Jim and Diana Hale make the transition from dairy to beef while balancing their broiler operation

Jim and Diana Hale’s home faces a small Ozark mountain outside of Morrow, Ark., devoid of homesteads or even roads. The land directly in front of the house belongs to them and is pasture for the last of a dairy herd in transition to a commercial beef herd using a Black Angus bull. The couple owns 175 acres and rents an additional 160 acres for their 100 momma cows, three Simmons chicken houses and 150 acres of hay fields.
The Triple H Farm is a farm in transition. The couple had been milking Holsteins for 27 years and was planning on transitioning to commercial beef when the drought hit for the second year in a row. The couple decided this was the best time to make that transition rather than waiting it out with the higher costs necessary for working with the dairy herd.
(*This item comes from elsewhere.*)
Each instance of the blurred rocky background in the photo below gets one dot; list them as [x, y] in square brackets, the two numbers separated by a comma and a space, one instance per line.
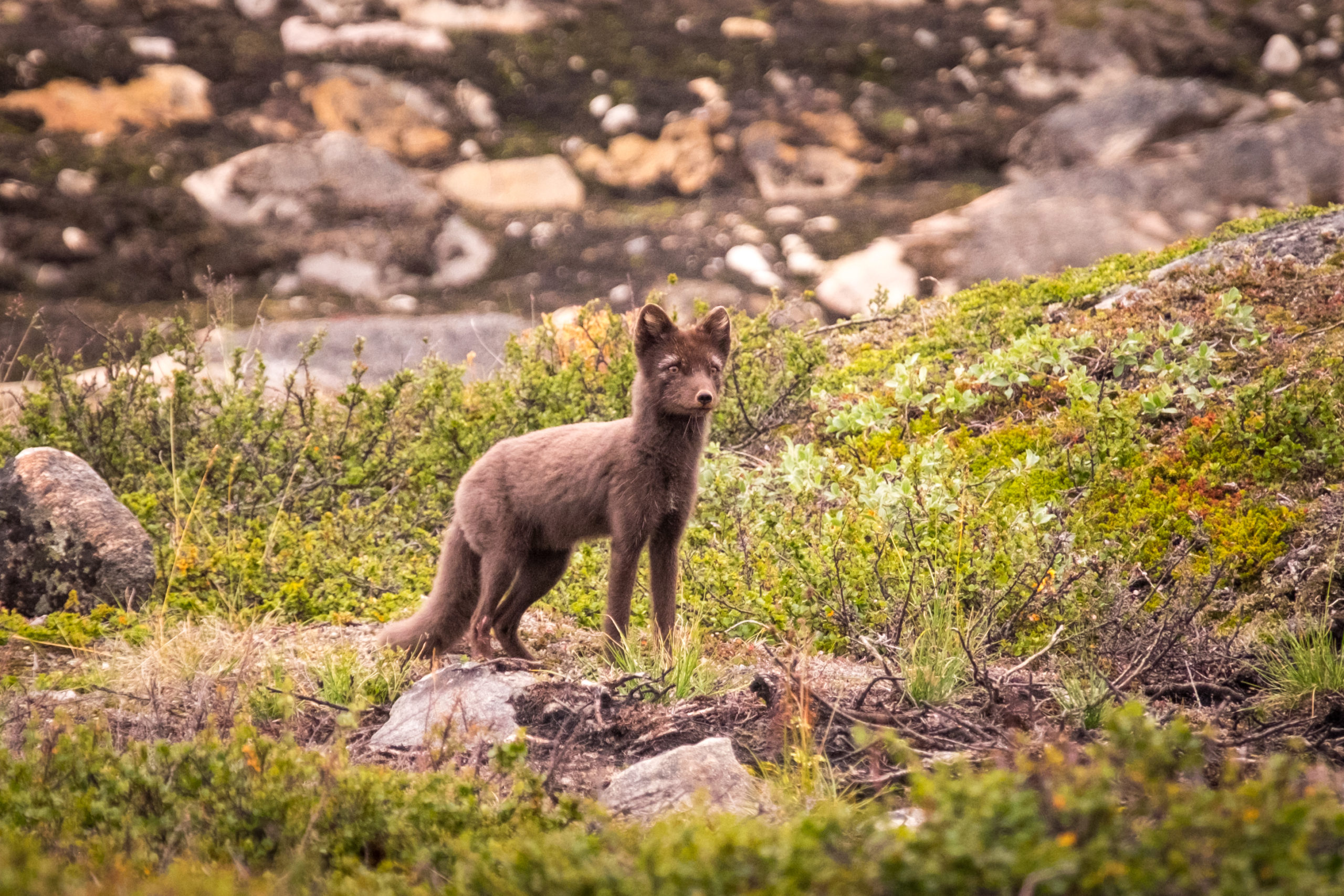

Jim said, “God was showing us he is still in control.” The long-term reason for the transition is that the couple was ready for a less tightly structured lifestyle than the one determined by a dairy herd, which they milked at 4:30 a.m. and 4:30 p.m., every day for those 27 years.
The couple started by working off the farm and developing their Holstein herd from an original set of 27 heifers and 10 cows. Ten years later the Hales built two chicken houses and in another 10 years built an additional chicken house while retrofitting the two older ones for tunnel ventilation. They raise broilers which are in the houses for seven weeks before being shipped out for processing. The houses are then empty for two weeks before the next batch of chicks arrive.
An important part of their chicken business is managing the litter according to NRCS guidelines. All of the litter produced by the chicken houses is used on the farm and is enough to keep the land healthy. Jim said, “You’ve got to put back what you take out, and the guidelines allow us to do that. Farmers have known how to take care of their land before the conservation people ever thought of it. It is our future and our daughter’s future. The goal is to take care of it with the highest productivity possible while still maintaining a healthy environment.” Jim cited an example of the appropriate amount of chicken litter fertilizer being critical for the health of the ponds his cattle depend on. Jim further explained that he believed the face of modern agriculture is one of improving efficiency through new technologies. He added, “There is always room for improvement, and you have to get better before you get bigger. I can’t type or use a fancy phone but our future is technology.”
Farmers have to be plumbers, electricians, and vets as well as animal and grass experts. Jim said, “To this day, if I need help or advice I still go to my dad first, especially if I am having trouble with a tractor.”